For a specific implementation process of the processor 110, reference may be made to the above-mentioned method embodiments executed by the shared server 100, which implement principles and technical effects similar to each other, and this embodiment is not described herein again.
In the embodiment shown in fig. 4, it should be understood that the Processor may be a Central Processing Unit (CPU), other general purpose Processor, a Digital Signal Processor (DSP), an Application Specific Integrated Circuit (ASIC), etc. A general purpose processor may be a microprocessor or the processor may be any conventional processor or the like. The steps of a method disclosed in connection with the present invention may be embodied directly in a hardware processor, or in a combination of the hardware and software modules within the processor.
The machine-readable storage medium 120 may comprise high-speed RAM memory and may also include non-volatile storage NVM, such as at least one disk memory.

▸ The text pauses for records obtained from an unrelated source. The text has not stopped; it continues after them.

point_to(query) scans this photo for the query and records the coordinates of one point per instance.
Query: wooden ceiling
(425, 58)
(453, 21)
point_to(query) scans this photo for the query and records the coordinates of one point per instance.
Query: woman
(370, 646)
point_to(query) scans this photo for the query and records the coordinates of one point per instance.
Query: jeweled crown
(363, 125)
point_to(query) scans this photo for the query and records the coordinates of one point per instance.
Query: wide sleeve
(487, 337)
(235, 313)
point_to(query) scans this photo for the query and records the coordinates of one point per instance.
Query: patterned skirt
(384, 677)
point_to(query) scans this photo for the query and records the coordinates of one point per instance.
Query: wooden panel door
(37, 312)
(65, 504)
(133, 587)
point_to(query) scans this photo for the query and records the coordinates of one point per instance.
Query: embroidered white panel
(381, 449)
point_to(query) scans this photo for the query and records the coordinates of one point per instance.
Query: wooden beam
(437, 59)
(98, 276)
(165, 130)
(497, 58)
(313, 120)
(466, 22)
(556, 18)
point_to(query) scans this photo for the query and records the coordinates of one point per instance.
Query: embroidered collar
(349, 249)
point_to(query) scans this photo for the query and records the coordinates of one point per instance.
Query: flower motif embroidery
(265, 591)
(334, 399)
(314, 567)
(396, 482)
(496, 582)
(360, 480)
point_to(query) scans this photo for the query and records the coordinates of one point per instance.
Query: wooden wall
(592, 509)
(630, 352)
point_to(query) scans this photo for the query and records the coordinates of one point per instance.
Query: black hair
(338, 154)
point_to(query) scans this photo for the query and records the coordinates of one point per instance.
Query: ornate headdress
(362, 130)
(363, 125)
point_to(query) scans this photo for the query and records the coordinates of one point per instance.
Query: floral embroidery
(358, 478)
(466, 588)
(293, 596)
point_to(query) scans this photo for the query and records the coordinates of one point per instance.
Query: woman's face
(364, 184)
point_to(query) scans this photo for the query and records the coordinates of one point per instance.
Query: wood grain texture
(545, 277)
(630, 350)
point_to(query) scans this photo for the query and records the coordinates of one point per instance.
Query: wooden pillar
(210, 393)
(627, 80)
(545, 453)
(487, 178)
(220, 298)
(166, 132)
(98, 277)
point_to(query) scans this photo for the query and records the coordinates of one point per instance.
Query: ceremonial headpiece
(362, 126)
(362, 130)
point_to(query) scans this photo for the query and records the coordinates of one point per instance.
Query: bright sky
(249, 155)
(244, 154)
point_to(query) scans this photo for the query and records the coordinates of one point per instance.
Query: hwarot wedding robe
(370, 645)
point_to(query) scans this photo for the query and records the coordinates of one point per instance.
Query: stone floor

The bus 130 may be an Industry Standard Architecture (ISA) bus, a Peripheral Component Interconnect (PCI) bus, an Extended ISA (EISA) bus, or the like. The bus 130 may be divided into an address bus, a data bus, a control bus, and the like. For ease of illustration, the buses in the figures of the present invention are not limited to only one bus or one type of bus.
In addition, the embodiment of the invention also provides a readable storage medium, wherein the readable storage medium stores computer execution instructions, and when a processor executes the computer execution instructions, the shopping data sharing method based on big data and the electronic mall platform is realized.
Having thus described the basic concept, it will be apparent to those skilled in the art that the foregoing detailed disclosure is to be regarded as illustrative only and not as limiting the present specification. Various modifications, improvements and adaptations to the present description may occur to those skilled in the art, although not explicitly described herein. Such modifications, improvements and adaptations are proposed in the present specification and thus fall within the spirit and scope of the exemplary embodiments of the present specification.
Also, the description uses specific words to describe embodiments of the description. Such as "one possible implementation," "one possible example," and/or "exemplary" means that a particular feature, structure, or characteristic described in connection with at least one embodiment of the specification is included. Therefore, it is emphasized and should be appreciated that two or more references to "one possible implementation," "one possible example," and/or "exemplary" in various places throughout this specification are not necessarily referring to the same embodiment. Furthermore, some features, structures, or characteristics of one or more embodiments of the specification may be combined as appropriate.
Finally, it should be understood that the embodiments described herein are merely illustrative of the principles of the embodiments of the present disclosure. Other variations are also possible within the scope of the present description. Thus, by way of example, and not limitation, alternative configurations of the embodiments of the specification can be considered consistent with the teachings of the specification. Accordingly, the embodiments of the present description are not limited to only those embodiments explicitly described and depicted herein.